Bagian dari series: city lights in your eyes; sepuluh kisah berbeda dalam satu dunia.
Erzsi menggeser properti untuk mengatur pencahayaan di atas meja, berikut makanannya. Ia mengamati jendela sebentar. Pemosisian ini memang harus hati-hati. Seharusnya ia minta lokasi lain saja pada si pemilik kafe agar kopi latte dan potongan brownies ini lebih cantik dan menjual lagi.
Pemilik kafe itu menghampirinya saat ia sedang mencoba mengambil beberapa foto untuk memastikan cahayanya lebih baik. "Padahal aku ingin sekali menaruh kue mangkuk blueberry itu bersama latte yang ini. Mereka pasangan terlaris di sini, Nona Héderváry."
Erzsi mengangkat pandangannya sebentar. "Kurasa, pasangan itu tidak cocok. Nadanya lebih manis jika kombinasinya yang begini. Musik juga bagus jika nadanya selaras, kan?"
Pria itu mengangguk-angguk sambil tertawa kecil. "Ah, apalah. Asalkan hasilnya bagus."
Erzsi membiarkan pria itu mengamatinya yang sedang memotret. Setelah ia rasa cukup, ia minta pria itu membawa kue mangkuk blueberry yang dimaksud sebelumnya, kemudian ia menaruh bunga-bunga kecil berwarna kuning di sekitar kue tersebut sebagai hiasan. "Warna komplementer untuk ungu adalah kuning," katanya, sekadar mencairkan suasana, tak peduli lelaki itu menyimaknya atau tidak.
Setelah semua menu yang dipesan untuk dipotret selesai, Erzsi meminta waktu untuk menyudut dan mengamati hasil potretnya untuk dipilah-pilah. Ia memilih tempat yang menghadap dinding, tak begitu peduli pada pengunjung yang sesekali melirik pada layar laptopnya. Ada ratusan foto untuk dipilih, dan waktu yang ia miliki singkat. Setelah ini masih ada yang harus ia lakukan, dan ia pasti ditunggu.
Namun kepalanya penuh. Terlalu banyak foto, terlalu banyak yang harus dipilih, dan mungkin jika bisa, matanya telah berasap gara-gara objek-objek. Ia menghela napas panjang, lalu mendongak. Langit-langit kafe ini begitu tinggi, dicat warna pastel uuntuk melengkapi kesan minimalis-manis di sekelilingnya.
Erzsi mengeluarkan ponselnya. Entah berapa pesan yang diabaikannya sejak pagi.
Diabaikannya yang tak begitu penting. Ada pengingat jadwal (satu jam lagi harus mengejar kereta untuk undangan di Cologne), pesan dari kawan-kawan lama yang masih merencanakan reuni, lalu notifikasi-notifikasi dari aplikasi lain.
Hampir ia hapus semuanya kecuali notifikasi dari Youtube. Dibukanya aplikasi itu, hanya menggulirkan dengan cepat seluruhnya. Namun saat ia kembali ke beranda, video yang tersedia di sana cukup menyita perhatiannya sampai-sampai ia harus berhenti sebentar: beberapa orang di lingkaran vloggernya sedang merayakan pelanggan kanal kelima ratus ribu. Mereka adalah teman Erzsi sejak pertama kali memulai 'bisnis' vlog (yang berawal dari keisengan di sela-sela kegiatannya memotret), satu orang beauty vlogger, sisanya adalah sesama food vlogger, tetapi berada di belahan benua lain.

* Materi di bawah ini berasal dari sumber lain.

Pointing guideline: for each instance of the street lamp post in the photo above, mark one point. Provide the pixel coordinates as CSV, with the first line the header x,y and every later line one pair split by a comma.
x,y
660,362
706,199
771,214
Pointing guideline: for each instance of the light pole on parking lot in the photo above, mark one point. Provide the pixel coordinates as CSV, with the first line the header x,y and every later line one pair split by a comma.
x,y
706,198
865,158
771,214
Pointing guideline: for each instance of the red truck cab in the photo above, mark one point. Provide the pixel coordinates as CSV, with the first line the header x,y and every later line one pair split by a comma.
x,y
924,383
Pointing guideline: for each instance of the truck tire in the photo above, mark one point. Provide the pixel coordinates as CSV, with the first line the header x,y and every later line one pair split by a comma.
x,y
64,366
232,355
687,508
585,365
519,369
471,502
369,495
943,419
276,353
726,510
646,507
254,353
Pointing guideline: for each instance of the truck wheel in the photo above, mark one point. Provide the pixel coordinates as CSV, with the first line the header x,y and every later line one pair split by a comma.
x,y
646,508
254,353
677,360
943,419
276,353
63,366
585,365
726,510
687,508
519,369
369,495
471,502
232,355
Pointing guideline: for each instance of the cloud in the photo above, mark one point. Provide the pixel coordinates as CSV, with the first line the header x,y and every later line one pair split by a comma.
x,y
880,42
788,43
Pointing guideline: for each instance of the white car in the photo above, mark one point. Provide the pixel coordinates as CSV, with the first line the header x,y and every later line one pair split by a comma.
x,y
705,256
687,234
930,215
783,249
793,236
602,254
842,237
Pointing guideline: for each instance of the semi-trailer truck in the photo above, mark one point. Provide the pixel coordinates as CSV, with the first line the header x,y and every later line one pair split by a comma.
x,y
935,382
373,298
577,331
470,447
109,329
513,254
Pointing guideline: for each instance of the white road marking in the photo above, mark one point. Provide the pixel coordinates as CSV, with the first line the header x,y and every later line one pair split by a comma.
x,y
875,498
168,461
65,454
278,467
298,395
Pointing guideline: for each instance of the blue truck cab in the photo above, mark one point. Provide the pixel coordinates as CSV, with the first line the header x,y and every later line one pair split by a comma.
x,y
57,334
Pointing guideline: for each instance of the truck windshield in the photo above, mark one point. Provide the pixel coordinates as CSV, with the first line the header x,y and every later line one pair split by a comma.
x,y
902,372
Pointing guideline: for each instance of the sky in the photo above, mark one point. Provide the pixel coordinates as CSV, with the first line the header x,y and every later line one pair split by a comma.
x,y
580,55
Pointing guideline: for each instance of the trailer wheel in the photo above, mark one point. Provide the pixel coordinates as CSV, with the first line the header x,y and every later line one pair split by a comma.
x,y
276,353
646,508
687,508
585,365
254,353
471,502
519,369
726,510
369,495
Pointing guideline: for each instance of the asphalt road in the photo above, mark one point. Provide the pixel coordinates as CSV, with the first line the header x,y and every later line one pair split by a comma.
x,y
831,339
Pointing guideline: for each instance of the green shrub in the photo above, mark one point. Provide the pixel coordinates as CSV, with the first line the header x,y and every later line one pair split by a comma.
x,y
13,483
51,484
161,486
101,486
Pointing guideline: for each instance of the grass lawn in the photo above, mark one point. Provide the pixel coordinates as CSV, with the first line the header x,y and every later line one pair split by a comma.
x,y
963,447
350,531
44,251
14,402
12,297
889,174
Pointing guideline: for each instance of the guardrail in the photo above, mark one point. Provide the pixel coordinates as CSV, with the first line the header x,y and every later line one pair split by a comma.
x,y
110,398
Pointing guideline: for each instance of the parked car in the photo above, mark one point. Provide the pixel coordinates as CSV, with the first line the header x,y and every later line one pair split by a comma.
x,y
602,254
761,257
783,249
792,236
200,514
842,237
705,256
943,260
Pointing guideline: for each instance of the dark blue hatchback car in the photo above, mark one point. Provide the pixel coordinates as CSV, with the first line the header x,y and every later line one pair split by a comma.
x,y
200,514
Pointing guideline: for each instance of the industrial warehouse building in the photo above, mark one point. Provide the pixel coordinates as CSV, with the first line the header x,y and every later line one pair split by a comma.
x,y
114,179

Lima ratus ribu. Erzsi mengecek pelanggan kanalnya; masih empat ratus ribu sekian.
Ia mengetuk-ngetukkan sudut ponselnya ke meja sembari berpikir.
"Tekstur mienya lembut sekali." Erzsi mengagguk-angguk ke arah kameranya sendiri. "Kuahnya lebih pedas dari yang kuduga, tetapi rasa gurih yang berpadu di sini membuat rasa pedasnya ...," Erzsi menyela untuk menyuap satu kali lagi kuah mie tom yum itu, "semakin lengket di lidah dan membuatmu ketagihan."

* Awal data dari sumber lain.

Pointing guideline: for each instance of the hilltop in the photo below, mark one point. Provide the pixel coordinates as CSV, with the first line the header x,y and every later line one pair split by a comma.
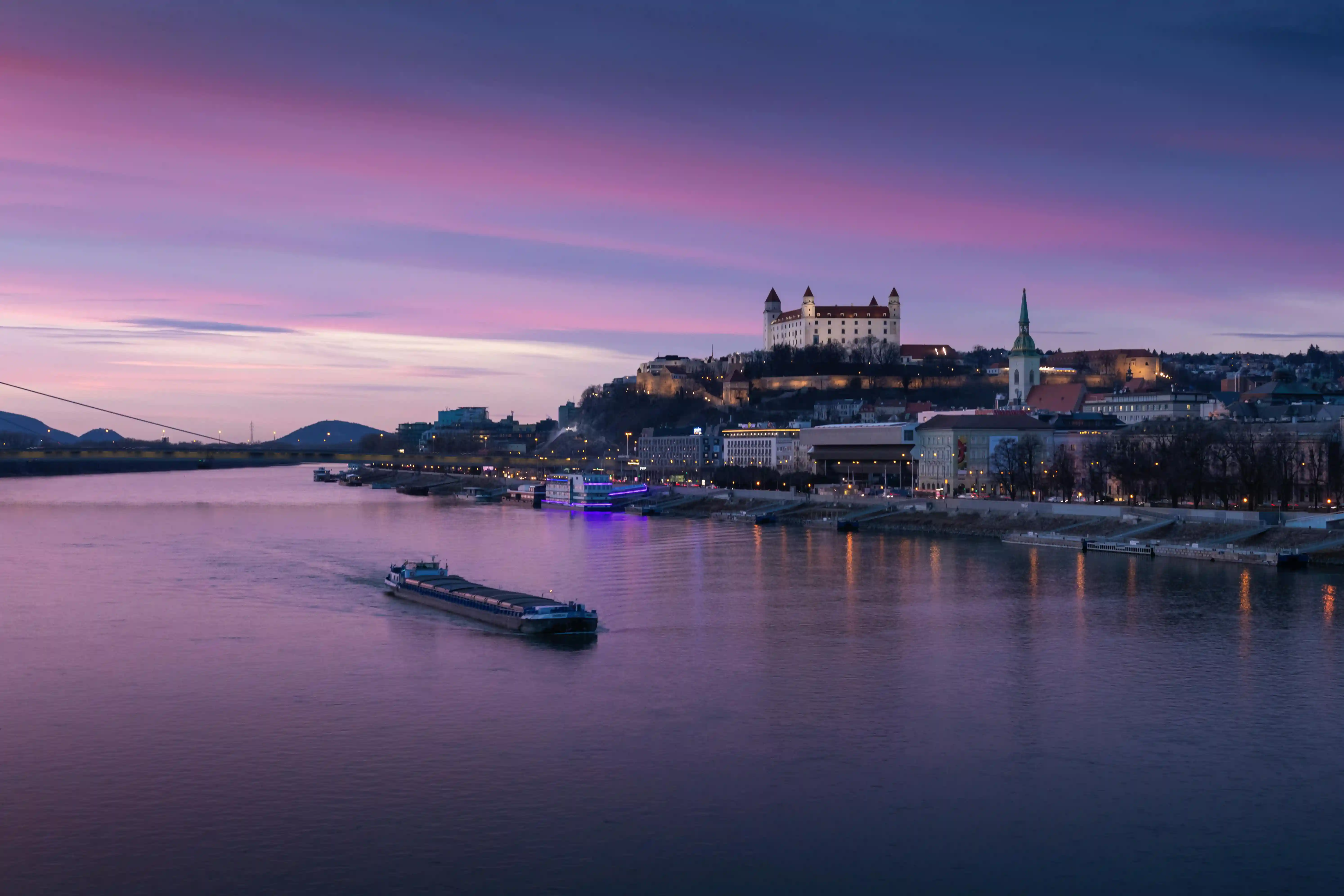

Saat sedang menyantap sisa makanannya dan membiarkan rekamannya dijeda, Erzsi mendapati seseorang menghampiri pemilik restoran yang memintanya untuk datang demi 'mengiklankan' menu andalannya. Orang itu mengajak si pemilik bicara, kemudian mengangguk-angguk, dan melihat ke arahnya.
Datang juga rupanya.
Erzsi tiba-tiba mendapatkan ide. Suapan terakhir mie tersebut segera diselesaikannya, kemudian ia taruh mangkuk itu di luar jangkauan kameranya. Ia langsung menarik menu penutup yang sudah menunggu sejak lima menit lalu, kemudian ia beranjak dari kursinya.
"Gil!"
Lelaki itu mengangguk pada si pemilik restoran, lantas menghampiri Erzsi. "Selesaikan saja dulu pekerjaan—"
Erzsi tidak berpikir dua kali untuk menarik Gilbert ke meja.
"Bersikaplah seperti saat kau sedang di depan kamera untuk memperkenalkan karyamu, oke? Jangan bingung."
Tentu saja, Gilbert bingung—
—walaupun dia mencoba untuk terlihat profesional saat Erzsi mendudukkannya ke kursi kosong tepat di sebelahnya.
Erzsi melakukan sesuatu pada rekamannya terlebih dahulu, lantas menarik seporsi ketan mangga ke antara mereka berdua. Ia memotong untuk dirinya lebih dulu, menyuapnya, "Manis dan legit! Segar mangganya dengan ketan yang gurih—seperti yang selalu kudambakan dari masakan-masakan Asia!" Dengan santai ia pun memotong lagi ketan itu.
"Untuk bagian ini, secara khusus aku ingin minta pendapat seseorang. Bintang tamu kejutan!" Ia menyuapkan itu pada Gilbert. "Kita akan dengar komentar dari seseorang yang bukan pecinta kuliner secara khusus. Akan kubuktikan bahwa ini memang makanan yang patut dicoba oleh siapapun!"
Gilbert memakannya, mengunyahnya sebentar, lalu mengangguk-angguk, "Ini kali pertamaku mencoba makanan Thailand—bahkan aku tidak pernah terpikirkan sebelumnya—tetapi ini luar biasa," nadanya datar, tetapi meyakinkan, "manis, gurih, sensasi yang tidak pernah kutemukan di kuliner Jerman."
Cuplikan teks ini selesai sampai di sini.